Liberal Arts in A Digital Age

After thirty-five years in tech and business, I find myself spending most of my time in New England, exposed to an intriguing question not asked very much in Silicon Valley. “What is the role of liberal arts in a digital age?”  With a personal background applying technology to the arts as an electro-acoustician, musician and educator, much of my professional life is and has been spent answering “What is the role of technology and business in the arts?”  My answer to the question was to create multiple technologies and tech businesses almost all designed to lower the overhead associated with creative expression.

Developing capabilities to subordinate technology to serve creative people is time consuming. It took ten years of university to acquire sufficient background to serve on the front lines as a  contributor to the Digital Age. Our digital age can be considered to be an artifact of the democratization of technology.  This age is an economic manifestation of Moore’s Law paraphrased to, “for the last fifty years the cost of semiconductor technology has halved every year”.  Even math people accustomed to exponentials are still surprised at how enormous this growth rate is. Two raised to the fiftieth power is over a thousand trillions or to powerfully illustrate this in terms of money, 1 cent would become 10 Trillion Dollars. This is how calculators become more than super computers.

Computers are a thousand trillion times more accessible today than  they were in 1965 when Gordan Moore stated his law. Billions of people now have a supercomputer or two in their pocket which are far far more powerful than the most powerful devices in the world of a few decades ago. This digital age is not going to end any time soon unless we accidentally wipe humanity out, because people like having this power. Liberal arts communities have overnight become the dominant market segment of the technological age because they now vastly outnumber technical consumers.

This clearly defines at least one very important role of the liberal artist in a digital age, to be the voice of the customer. As liberal artists, are in general much better at communicating with people than engineers are, one extremely important role could be to define what humanity needs and wants, as part of many dialogs with engineering communities who tend to contribute facts pertaining to what is possible, how much will it cost and how long will it take but have less experience in what do nontechnical people need.

Voicing humanities needs is certainly an important enough role for liberal artists to spend some time understanding the frames of mind, of both the technologist and businessperson. There is no reason that poets as masters of succinct communication, can not learn how to write a specification. After all the digital age has turned many musicians into recording engineers and programmers, and many photographers in 3D digital signal processors, and the maker movement is converting the do-it-yourself community into 3d prototyping experts rapidly moving toward small run manufacturing.

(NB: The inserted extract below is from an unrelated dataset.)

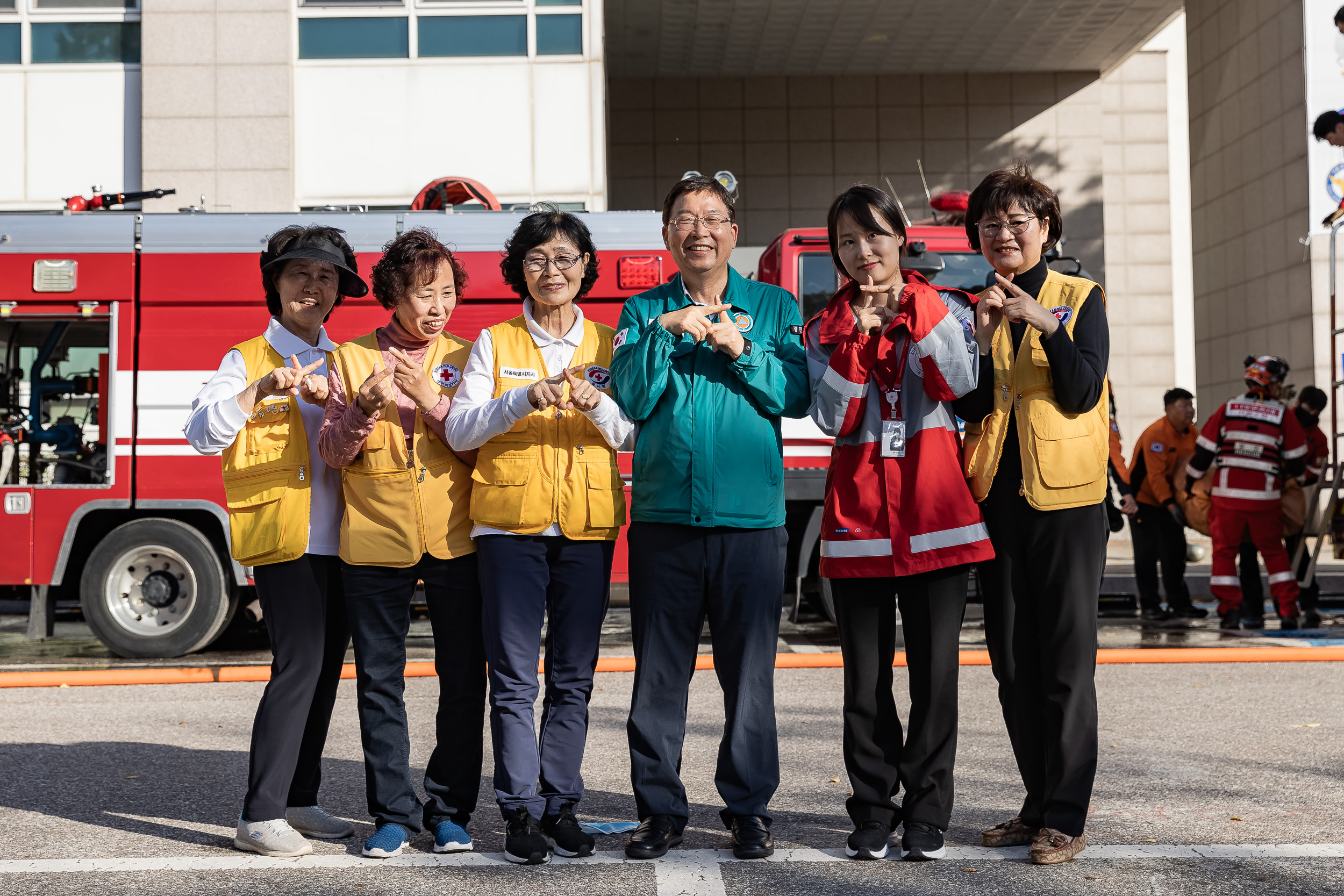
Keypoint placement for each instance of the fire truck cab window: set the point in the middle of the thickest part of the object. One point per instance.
(818, 283)
(362, 38)
(53, 402)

It is for this reason I propose that there be courses available to liberal arts communities called  Introduction to Engineering and Entrepreneurial Thought.  Artists, technologists and entrepreneurs all be creative innovators, who differ enough in tool requirements and priorities for sub-optimal new devices to come into being. Systems thinking, project management and complex program collaboration are regularly taught to technical and business majors. The boundary between liberal arts and technology is an artificial one that can easily be traversed through some cross education. Notice I do not say cross training, as training is for animals and robots, not thinking expressive people. Teachable moments regularly occur throughout the entire maker movement gathering steam all over the world. The price of 3D printers is now dropping from hundreds of thousands of dollars to hundreds of dollars. Imagine what will happen when the cost of manufacturing is radically reduced even more than the effects of the low cost of a global labor market. Even more dramatically, imagine the impact of concept to market cycle changing from years to days. Hardware development is entering the rapid iteration the software world has been enjoying for a couple of decades. Once again the economic driving force of democratization will further blur the distinctions between liberal arts, performances arts, and technological arts.

The age of the specialist is less than 200 years old. Before this age, everyone grew their food, shoed their horses, built their houses, and did almost everything needed.  Humanity is on the order of 200,000 years old or a thousand times older than this. There is the tendency to assume the world belongs to the specialists, but I would like to remind all of us that almost all specialists work for generalists.  For better or worse generalists are the decision makers and purse string holders in society. Even those who begin as specialists, as they grow in influence, power and leverage become generalists. Liberal artist education is about how to think about a wide range of topics in order to be better prepared to be in the world. This is as true today in the 21st century as it has ever been and perhaps more so. The more gifted or curious the student, the more important  it is that they are exposed to the ways of thinking of the specialists who are literally defining the world they live in every day, the engineers and entrepreneurs. Engineers create tomorrow and entrepreneurs deliver it to society. Engineers and business people all need to learn to read, write, draw and get along with teams in addition to doing math. In the 21st century the liberal artist needs to know something about the mindset that has created the world they live in.  Just as business and tech people need to know about culture, beauty and the humanities to be fully human.

It is only through collaboration that we will co-create a sustainable and meaningful world. Each of us has to learn to put ourselves in other persons places. It radically improves the ability to communicate and get things done. It will also greatly increases each persons value to the world and to themselves.